Sus éxitos han hecho que el público colombiano volcara su atención a este deporte. ¿Fue muy difícil conseguir respaldo de la empresa privada y de los entes gubernamentales antes de que su nombre apareciera en el podio de competencias internacionales?

Cuando alguien sueña y se levanta todos los días a conseguir esos sueños disfrutando el camino, nunca se detiene a pensar qué tan difícil es conseguir algo. Como en toda carrera deportiva, el apoyo estatal no estuvo ahí siempre, pero sí el de mis padres y algunas empresas que creyeron en mí; al final lo importante fue que llegó en el momento indicado. Y con el auge deportivo que vive Colombia, cada vez el apoyo llegará más lejos y nuestros futuros campeones serán apoyados desde más temprano en sus carreras.

¿Qué ha sido lo más enriquecedor del proceso de construcción de su carrera como deportista?

Mis padres me han formado como persona, antes que como deportista; mi mamá es educadora y en mi casa siempre está presente alguna enseñanza en valores. El hecho de dejar un ejemplo positivo para nuestros niños, tanto en la parte deportiva como humana, es lo más enriquecedor de mi carrera.

¿Qué obstáculos ha tenido que sortear en este proceso?

Ha habido caídas, lesiones, falta de apoyo en algunas ocasiones, oposición a que corriera... Pero sabía a dónde quería llegar y cada dificultad era una motivación más para sonreír y luchar lo que me había propuesto. Nunca una lesión ha sido más grande que las ganas que tengo de conseguir mis sueños. 

¿Ha tenido que sacrificar muchas cosas para conseguir lo que quiere? 

No ha habido sacrificios; el estilo de vida que escogí es diferente al de muchos otros jóvenes, pero eso no implica sacrificios. He disfrutado cada cosa que he hecho y nunca me ha hecho falta nada de lo que dejé de hacer.

¿Qué sorprende a una mujer como Mariana Pajón?

El cariño de la gente. Me sorprende ver a los niños persiguiendo sueños y siguiendo el camino que recorrí. Me sorprende pasar un rato agradable con mi familia y mis seres queridos. Yo soy una persona normal y fácil de hacer feliz.

¿Cuál ha sido, hasta la fecha, su competencia más emocionante?

Las dos medallas olímpicas han sido inolvidables e increíbles, pero la sensación de haber ganado mi título mundial 18, en el campeonato que se desarrolló en Medellín, mi casa, en la pista que lleva mi nombre y con toda mi familia y mi gente en las tribunas, fue una sensación indescriptible. Físicamente no estaba en óptimas condiciones, venía de algunas lesiones, y por la recuperación, no tuve mucho tiempo de prepararme. Por eso tuve que correr más con el corazón que con el cuerpo.

En Londres consiguió su primer oro olímpico y en Río, el segundo. ¿Qué diferencias hubo entre estas dos participaciones? 

 En Londres, venía de un inicio de temporada muy difícil, con muchas lesiones y casi que me sorprendí con haber logrado ese triunfo, porque no era mi mejor año deportivo. En Río, en cambio, la preparación fue muy fuerte y físicamente estaba muy bien. Fue un proceso largo que mis entrenadores y metodólogos llevaron con mucho control, no dejaron al azar ningún detalle. También tenía más presión y más ojos encima, pero también tenía la experiencia y sabía cómo hacerlo.

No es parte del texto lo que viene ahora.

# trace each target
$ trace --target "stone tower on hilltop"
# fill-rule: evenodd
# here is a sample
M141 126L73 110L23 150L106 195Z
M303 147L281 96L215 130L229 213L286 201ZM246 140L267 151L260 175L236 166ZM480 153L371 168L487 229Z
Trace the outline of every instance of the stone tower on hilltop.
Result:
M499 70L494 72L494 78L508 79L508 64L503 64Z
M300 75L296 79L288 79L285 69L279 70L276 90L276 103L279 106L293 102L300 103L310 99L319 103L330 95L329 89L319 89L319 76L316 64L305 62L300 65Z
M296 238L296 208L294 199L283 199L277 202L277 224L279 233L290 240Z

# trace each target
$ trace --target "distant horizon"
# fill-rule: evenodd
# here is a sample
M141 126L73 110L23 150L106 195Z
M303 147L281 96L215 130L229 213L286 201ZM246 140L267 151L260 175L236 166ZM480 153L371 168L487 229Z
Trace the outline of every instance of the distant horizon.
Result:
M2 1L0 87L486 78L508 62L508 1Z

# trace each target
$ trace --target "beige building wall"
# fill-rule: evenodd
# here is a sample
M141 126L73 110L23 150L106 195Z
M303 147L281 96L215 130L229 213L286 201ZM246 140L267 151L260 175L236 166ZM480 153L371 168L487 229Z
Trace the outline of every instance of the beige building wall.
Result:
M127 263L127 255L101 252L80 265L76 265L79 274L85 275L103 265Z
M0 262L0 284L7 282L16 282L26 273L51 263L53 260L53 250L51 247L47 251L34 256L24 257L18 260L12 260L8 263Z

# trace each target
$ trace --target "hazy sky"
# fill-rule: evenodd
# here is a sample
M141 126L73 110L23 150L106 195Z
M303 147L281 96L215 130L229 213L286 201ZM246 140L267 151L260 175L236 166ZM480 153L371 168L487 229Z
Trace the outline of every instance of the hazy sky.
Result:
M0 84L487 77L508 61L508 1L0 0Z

Ahora, luego de tantas competencias y triunfos, ¿qué le falta por conquistar en BMX?

Mientras se mantengan vivas las ganas de entrenar y competir como al principio de mi carrera, seguiré corriendo. No tengo un límite de años en mi cabeza. Ahora empezaré un nuevo ciclo olímpico que espero que me lleve muy bien a Tokio 2020. El próximo reto es el campeonato europeo donde, por primera vez, dejarán pelear por el título a personas de otros continentes.

¿Qué le gustaría hacer una vez se retire del BMX? ¿Cuál es su sueño?

Seguiré llevando mi mensaje a los niños, podré dedicar más tiempo a mi fundación y a hacer más proyectos sociales como los que hoy ya hacemos. Y, por supuesto, formar una linda familia.